Editorial | Leverage school feeding programme for agriculture
During the current fiscal year, the Government will spend J$7.1 billion on its school feeding programme, providing breakfasts and lunches to 130,000 students. We wish more children could be accommodated in the programme. For as the education minister, Fayval Williams, observed during her recent report to Parliament on her portfolio, “nutritional status impacts access to learning, readiness for learning, and success at learning”.
The educational import of the project, as identified by the minister, apart, there are two other areas, relating to health and the national economy, where an appropriately structured and integrated school feeding programme can have significant value to Jamaica. Neither idea, as Minister Williams’ remarks indicated, is novel. But both have been talked about for a long time. Little headway, however, has been made on either.
According to Mrs Williams, an associated component of the school feeding programme will be the promotion – through physical activity and the formal curriculum – of healthy lifestyle choices. The health and education ministries are partnering on this.
Said the minister: “... We will make efforts to get the National School Nutrition Policy approved and implemented, to train our cooks in the preparation of more nutritious meals. We will provide menu-planning support and menu monitoring through the use of digital technology. We will increase the use of locally grown produce in our cooked meals, and we will increase support to schools for their school gardening projects, pulling on our parents and local community support.”
UNIMPEACHABLE LOGIC
The logic of these proposals is unimpeachable. The data underline the urgency of their implementation. While the COVID-19 pandemic, understandably, has appropriated attention over the last two years, Jamaica also faces a crisis of non-communicable diseases, relating primarily to what and how we eat.
For instance, a health ministry report last year showed that 34 per cent of Jamaicans are hypertensive (high blood pressure), and more than one in 10 (12 per cent) of us suffer from diabetes. Fifteen per cent have chronic kidney problems. Of those of us who die each year, more than half (51 per cent) were diagnosed with high blood pressure, while nearly four in 10 of us (36 per cent) had diabetes. Ten per cent suffered.
These diseases may not be the specific causes of our deaths, but they often contribute to the cardiovascular conditions that kill seven in 10 of us.
Unfortunately, these mainly lifestyle diseases are not confined to adults. Their risk factors often begin in childhood. Indeed, a 2017 survey found that a quarter (25.6 per cent) of Jamaicans 13 to15 years old (22.8 per cent males, and 28.2 per cent females) are overweight. And of these overweight adolescents, 10 per cent (10.3 per cent males and 9.9 per cent females) are obese.
This study showed, too, that the consumption of fruits and vegetables among children is low; that they do not consume enough water; and that they have too little physical exercise. Seventy per cent consume sugar-sweetened, carbonated drinks at least once a day.
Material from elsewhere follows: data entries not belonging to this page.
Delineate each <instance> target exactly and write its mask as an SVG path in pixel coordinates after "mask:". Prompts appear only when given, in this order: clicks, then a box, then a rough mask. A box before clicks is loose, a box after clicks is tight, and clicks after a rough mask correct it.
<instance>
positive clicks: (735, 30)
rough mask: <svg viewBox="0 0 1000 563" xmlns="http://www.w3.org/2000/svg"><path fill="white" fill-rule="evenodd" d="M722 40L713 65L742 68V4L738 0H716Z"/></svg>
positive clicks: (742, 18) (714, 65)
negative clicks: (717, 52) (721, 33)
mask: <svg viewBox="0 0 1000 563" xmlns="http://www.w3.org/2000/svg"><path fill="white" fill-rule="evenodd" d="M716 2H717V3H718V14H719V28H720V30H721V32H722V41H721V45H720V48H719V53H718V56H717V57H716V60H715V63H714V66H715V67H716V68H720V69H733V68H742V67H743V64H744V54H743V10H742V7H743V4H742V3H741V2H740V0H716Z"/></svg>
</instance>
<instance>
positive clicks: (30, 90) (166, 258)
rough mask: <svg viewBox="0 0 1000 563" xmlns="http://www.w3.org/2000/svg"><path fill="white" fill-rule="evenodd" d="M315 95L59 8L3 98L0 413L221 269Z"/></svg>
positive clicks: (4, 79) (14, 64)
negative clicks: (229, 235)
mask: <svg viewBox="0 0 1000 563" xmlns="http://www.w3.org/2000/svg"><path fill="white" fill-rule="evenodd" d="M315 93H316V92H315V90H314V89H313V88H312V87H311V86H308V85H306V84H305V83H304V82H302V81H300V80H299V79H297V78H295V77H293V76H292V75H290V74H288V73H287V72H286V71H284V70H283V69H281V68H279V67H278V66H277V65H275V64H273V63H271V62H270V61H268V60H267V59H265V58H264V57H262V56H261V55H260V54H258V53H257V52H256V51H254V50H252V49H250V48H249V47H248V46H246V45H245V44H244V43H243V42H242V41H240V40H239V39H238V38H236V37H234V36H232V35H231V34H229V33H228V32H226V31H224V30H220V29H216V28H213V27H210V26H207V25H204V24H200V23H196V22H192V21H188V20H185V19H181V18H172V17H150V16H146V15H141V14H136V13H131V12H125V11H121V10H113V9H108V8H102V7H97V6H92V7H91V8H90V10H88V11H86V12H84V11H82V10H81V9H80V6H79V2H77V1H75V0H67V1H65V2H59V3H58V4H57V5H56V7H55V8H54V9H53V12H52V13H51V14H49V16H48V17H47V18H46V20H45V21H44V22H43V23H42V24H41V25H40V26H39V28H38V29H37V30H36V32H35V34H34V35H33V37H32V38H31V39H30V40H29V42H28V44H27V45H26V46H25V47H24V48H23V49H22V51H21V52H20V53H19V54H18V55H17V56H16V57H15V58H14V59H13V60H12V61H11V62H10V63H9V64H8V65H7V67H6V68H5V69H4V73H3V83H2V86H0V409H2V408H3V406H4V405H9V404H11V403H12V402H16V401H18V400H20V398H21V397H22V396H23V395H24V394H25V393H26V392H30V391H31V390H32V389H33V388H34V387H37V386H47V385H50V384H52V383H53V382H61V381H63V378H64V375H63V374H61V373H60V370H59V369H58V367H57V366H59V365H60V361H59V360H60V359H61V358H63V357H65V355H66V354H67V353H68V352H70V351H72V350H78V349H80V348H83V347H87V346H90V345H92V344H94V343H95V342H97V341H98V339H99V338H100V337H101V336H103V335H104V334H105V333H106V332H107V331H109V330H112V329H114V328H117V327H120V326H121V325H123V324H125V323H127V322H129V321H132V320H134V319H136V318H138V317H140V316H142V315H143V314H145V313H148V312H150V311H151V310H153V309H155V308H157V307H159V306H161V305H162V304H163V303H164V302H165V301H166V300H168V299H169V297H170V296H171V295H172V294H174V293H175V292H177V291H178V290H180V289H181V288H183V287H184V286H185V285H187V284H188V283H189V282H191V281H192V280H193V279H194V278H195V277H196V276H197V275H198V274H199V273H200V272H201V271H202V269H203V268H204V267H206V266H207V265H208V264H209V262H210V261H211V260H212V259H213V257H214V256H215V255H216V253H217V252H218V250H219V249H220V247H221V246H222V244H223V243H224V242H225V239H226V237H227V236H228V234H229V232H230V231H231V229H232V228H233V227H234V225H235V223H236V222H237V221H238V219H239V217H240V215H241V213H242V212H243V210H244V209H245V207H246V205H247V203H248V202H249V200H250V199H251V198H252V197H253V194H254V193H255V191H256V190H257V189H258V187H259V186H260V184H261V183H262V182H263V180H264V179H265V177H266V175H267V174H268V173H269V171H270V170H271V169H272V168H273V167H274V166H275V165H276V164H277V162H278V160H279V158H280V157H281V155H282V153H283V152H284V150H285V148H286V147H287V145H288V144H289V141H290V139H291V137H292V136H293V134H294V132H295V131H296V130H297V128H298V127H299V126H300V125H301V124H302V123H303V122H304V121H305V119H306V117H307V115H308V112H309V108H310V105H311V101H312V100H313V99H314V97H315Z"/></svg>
This was part of the basis for Health Minister Christopher Tufton’s 2018 announcement of an initiative to regulate the kinds of foods served and sold in schools, including placing limits on the sugar content of the drinks offered at canteens and tuck shops.
One of the returns of this and similar projects was expected to be to cut the island’s incidence of non-communicable diseases (NCDs) by a quarter by 2025, thus reducing the hundreds of millions of dollars spent each year on treating these diseases. It would also help to mitigate the projected J$47 billion the economy was projected to forgo over a 15-year period, due to the deaths and productivity-related problems among people with NCDs.
ABSOLUTE PRIORITY
Perhaps distracted by COVID-19, there has been no update on these policy initiatives by Dr Tufton or his technocrats. Indeed, Education Minister Williams suggested that a school nutrition policy is yet to be finalised. The recent full reopening of schools and the return to face-to-face classes make this an absolute priority.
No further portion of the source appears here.